Describe its domain, the meet operator, the meet of the empty set, as well as
the transfer function. Where necessary, be conservative. You only need to
specify the transfer function for the following cases:
- start
- x=c
- if x
- x=y+z
- x=f(y)
- x=[y]
- [x]=y
- Show that the transfer functions you defined are monotonic, and either show that they are distributive or construct a counterexample.
-
Show that one run of your analysis leads to the removal of the following
grayed-out undead code:
a = 1
if (f(a) > 0) {
c = c+1
d = f(c)
}
[d] = a+c
g = a+d
-
Design a dataflow analysis that can be used for cascading undead code removal.
Describe its domain, the meet operator, the meet of the empty set, as well as
the transfer function. Where necessary, be conservative. You only need to
specify the transfer function for the following cases:
- Object layout
Consider the following class declarations in a Java-like language with subtyping, inheritance, and method overloading, but with a simple type hierarchy in which no class has two parents:
class A { int a; int f() { code 1 } } class B extends A { int b; int f() { code 2 } int g(int x) { code 3 } int h() { code 4 } } class C extends A { int c; void f(float x) { code 5 } int j() { code 6 } int g() { code 7 } }
Assuming the simple dispatch table scheme with sequentially assigned method indices, draw the memory layout of three objects of classes A, B, and C respectively, including the objects themselves, their dispatch tables and the code for all their methods.
Now, suppose instead that the language supported multiple inheritance and there was a class D defined as follows.

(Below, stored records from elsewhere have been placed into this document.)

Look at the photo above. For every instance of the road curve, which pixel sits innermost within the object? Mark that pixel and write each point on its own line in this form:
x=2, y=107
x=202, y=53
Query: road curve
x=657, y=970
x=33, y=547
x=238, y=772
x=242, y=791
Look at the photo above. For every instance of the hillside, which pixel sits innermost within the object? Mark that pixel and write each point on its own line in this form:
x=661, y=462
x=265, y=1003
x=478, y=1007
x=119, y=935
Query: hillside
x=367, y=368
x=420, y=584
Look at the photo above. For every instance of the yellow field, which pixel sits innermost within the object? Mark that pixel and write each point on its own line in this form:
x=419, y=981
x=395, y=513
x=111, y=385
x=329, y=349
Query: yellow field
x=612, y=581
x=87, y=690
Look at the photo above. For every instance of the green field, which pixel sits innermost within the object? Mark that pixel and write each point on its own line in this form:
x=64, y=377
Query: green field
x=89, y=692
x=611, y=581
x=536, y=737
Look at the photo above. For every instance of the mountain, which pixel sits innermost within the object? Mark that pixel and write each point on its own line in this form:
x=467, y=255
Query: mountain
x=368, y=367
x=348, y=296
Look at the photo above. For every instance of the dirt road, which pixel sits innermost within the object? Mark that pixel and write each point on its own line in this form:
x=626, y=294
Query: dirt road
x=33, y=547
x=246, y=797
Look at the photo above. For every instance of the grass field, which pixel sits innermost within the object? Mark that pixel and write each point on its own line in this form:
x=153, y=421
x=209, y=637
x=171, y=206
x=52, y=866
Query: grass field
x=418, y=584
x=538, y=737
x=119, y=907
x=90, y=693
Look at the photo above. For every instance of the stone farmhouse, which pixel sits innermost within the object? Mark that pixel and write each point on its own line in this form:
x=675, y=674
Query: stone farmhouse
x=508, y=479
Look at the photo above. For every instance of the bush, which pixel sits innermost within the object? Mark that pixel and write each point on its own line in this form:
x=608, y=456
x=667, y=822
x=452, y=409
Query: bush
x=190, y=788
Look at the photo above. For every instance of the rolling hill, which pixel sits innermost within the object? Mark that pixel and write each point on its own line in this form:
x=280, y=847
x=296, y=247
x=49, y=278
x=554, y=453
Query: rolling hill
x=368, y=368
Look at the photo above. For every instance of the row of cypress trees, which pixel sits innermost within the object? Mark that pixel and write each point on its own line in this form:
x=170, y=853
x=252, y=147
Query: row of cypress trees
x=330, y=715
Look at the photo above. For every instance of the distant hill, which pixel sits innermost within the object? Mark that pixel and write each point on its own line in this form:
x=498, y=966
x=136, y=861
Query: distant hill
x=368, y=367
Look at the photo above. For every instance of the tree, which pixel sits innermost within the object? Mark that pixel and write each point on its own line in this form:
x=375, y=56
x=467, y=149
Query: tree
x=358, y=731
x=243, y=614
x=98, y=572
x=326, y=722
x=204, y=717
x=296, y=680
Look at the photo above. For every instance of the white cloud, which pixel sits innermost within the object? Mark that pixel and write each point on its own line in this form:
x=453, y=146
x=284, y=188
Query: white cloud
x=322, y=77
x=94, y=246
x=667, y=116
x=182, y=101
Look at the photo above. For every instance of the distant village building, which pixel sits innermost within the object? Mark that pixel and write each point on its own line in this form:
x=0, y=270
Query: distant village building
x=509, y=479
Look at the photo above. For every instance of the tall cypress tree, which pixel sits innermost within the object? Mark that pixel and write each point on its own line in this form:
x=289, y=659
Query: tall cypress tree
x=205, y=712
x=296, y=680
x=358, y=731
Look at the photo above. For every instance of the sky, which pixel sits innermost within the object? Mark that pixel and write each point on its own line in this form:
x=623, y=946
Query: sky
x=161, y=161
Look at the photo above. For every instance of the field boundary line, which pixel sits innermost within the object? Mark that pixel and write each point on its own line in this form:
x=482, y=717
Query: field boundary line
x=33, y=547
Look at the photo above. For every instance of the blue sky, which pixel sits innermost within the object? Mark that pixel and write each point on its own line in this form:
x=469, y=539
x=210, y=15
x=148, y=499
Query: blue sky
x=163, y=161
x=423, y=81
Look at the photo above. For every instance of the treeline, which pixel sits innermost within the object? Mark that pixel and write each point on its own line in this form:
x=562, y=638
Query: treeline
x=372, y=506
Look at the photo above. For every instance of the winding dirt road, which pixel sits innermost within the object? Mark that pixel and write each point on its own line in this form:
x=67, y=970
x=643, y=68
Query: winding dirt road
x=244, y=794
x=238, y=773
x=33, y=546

class D extends B, C { int d; int f() { code 8 } }
Assuming the language implementation is based on sparse dispatch tables, draw what objects of all four classes might look like, and give a table showing the indices of each method.
-
Suppose Xi were extended with higher-order lexically-scoped functions.

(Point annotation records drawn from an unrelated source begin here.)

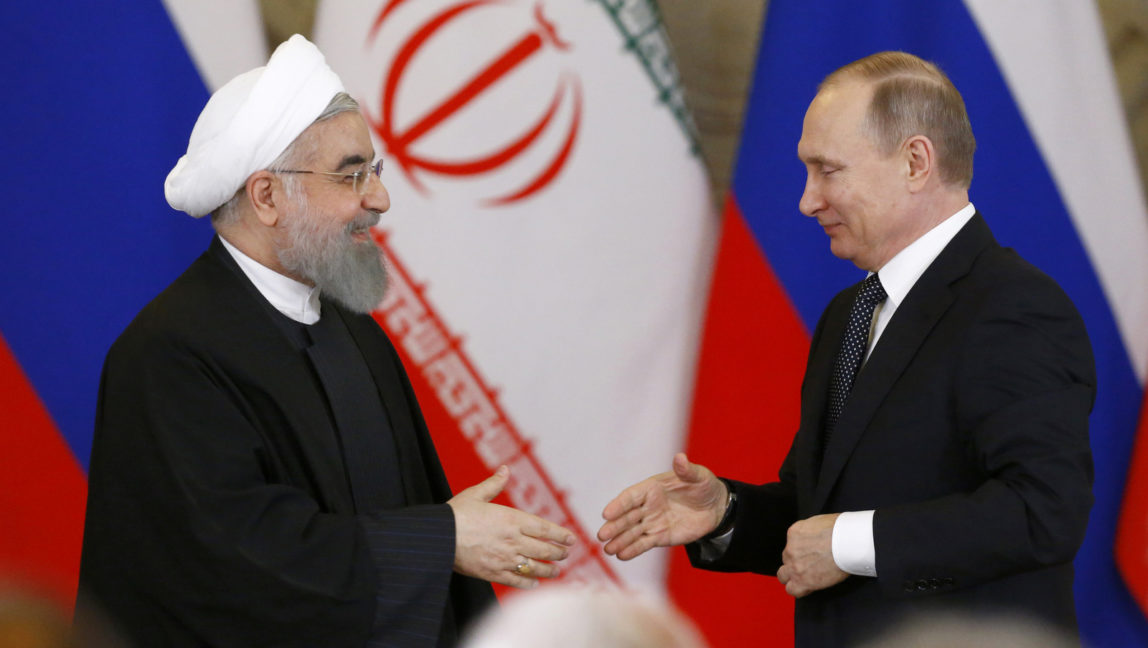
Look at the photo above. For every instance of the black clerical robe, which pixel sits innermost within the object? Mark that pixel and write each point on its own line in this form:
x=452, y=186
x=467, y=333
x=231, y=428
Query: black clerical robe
x=220, y=510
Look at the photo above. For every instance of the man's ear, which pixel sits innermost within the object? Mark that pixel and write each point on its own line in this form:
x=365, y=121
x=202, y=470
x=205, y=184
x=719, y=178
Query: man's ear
x=921, y=159
x=261, y=193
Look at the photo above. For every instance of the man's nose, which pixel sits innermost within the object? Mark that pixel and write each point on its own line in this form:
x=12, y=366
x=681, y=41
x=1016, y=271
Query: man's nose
x=812, y=201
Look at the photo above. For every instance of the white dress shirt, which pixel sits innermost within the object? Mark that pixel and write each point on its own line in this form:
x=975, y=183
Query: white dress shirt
x=294, y=299
x=853, y=548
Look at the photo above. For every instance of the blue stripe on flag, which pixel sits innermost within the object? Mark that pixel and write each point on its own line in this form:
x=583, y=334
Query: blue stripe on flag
x=100, y=100
x=801, y=43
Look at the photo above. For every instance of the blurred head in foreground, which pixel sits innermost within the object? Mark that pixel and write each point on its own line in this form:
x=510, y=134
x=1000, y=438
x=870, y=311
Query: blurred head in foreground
x=582, y=617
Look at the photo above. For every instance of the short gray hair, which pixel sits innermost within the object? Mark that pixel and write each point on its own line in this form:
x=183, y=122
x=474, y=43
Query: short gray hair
x=914, y=97
x=293, y=155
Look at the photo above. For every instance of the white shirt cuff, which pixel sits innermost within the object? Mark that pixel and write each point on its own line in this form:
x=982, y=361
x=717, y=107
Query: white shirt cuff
x=853, y=550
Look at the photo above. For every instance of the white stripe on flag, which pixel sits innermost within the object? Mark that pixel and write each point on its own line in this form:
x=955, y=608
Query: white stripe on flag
x=1054, y=58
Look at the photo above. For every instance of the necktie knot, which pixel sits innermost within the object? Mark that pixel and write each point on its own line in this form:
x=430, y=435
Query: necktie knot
x=871, y=291
x=853, y=347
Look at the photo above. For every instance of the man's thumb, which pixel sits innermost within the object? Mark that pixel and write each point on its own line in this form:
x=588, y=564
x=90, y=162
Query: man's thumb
x=489, y=487
x=684, y=470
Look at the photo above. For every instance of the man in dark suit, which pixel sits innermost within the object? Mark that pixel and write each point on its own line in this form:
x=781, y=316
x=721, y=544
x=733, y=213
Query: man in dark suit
x=943, y=460
x=261, y=472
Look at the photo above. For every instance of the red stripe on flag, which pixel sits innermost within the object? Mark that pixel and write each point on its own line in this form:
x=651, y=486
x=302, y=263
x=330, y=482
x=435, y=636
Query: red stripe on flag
x=472, y=433
x=745, y=413
x=1132, y=535
x=43, y=492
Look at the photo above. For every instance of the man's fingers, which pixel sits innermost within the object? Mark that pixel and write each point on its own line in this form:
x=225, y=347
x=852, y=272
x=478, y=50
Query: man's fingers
x=541, y=550
x=687, y=471
x=489, y=487
x=622, y=524
x=638, y=547
x=626, y=501
x=549, y=531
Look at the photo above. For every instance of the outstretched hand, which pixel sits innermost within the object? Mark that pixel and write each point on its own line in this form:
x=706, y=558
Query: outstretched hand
x=667, y=509
x=504, y=545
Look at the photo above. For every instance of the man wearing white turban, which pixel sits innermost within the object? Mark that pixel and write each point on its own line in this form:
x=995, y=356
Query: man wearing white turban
x=261, y=472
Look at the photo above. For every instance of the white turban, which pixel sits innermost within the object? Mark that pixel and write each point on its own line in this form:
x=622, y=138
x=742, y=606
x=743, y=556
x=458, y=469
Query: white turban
x=248, y=122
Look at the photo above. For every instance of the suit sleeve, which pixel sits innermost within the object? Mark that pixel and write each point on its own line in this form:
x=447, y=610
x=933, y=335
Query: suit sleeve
x=185, y=511
x=765, y=511
x=1023, y=387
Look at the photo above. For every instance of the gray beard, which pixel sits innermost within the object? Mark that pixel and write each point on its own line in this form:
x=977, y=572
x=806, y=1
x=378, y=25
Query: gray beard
x=350, y=272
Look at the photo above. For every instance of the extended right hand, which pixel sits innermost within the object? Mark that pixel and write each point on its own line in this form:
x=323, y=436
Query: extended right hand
x=490, y=540
x=667, y=509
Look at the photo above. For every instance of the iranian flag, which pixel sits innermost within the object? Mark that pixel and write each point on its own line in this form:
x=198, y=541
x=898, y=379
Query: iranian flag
x=550, y=239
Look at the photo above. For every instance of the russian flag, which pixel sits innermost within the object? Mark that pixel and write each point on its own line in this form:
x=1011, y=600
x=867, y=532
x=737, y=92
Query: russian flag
x=1054, y=176
x=99, y=102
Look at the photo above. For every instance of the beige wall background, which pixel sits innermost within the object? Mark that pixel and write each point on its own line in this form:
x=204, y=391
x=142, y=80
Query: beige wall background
x=715, y=43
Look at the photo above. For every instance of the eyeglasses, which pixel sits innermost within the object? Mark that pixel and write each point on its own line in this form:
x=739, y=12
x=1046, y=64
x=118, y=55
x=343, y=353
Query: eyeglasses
x=359, y=179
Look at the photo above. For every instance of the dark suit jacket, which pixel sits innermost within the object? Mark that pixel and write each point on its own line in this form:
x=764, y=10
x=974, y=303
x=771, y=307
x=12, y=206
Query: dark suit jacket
x=219, y=510
x=967, y=431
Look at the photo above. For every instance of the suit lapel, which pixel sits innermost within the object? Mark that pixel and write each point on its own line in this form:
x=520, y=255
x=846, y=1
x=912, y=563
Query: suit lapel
x=284, y=372
x=915, y=318
x=385, y=372
x=815, y=390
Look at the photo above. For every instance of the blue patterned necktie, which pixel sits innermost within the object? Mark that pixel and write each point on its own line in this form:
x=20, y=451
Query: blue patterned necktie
x=853, y=347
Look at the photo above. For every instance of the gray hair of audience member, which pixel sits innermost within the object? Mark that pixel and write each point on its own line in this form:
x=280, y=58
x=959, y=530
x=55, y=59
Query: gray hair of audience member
x=583, y=617
x=961, y=631
x=292, y=156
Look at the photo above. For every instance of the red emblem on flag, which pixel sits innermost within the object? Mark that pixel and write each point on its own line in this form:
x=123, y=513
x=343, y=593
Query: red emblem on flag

Then we could write the following code:
f(n:int, g1:()→int, g2:()→int) = { x: int = n + 12; g(): int = { return x; } if (n == 1) return g() + g1() + g2(); // X else return f(n-1, g, g1); }
Note that the function call
f(3, g0, g0)
returns 42 regardless of what functiong0
is passed in. Assuming heap-allocated activation records, draw what the stack and heap would look like at the point where the statement marked X is executed. Identify any assumptions you are making about the implementation.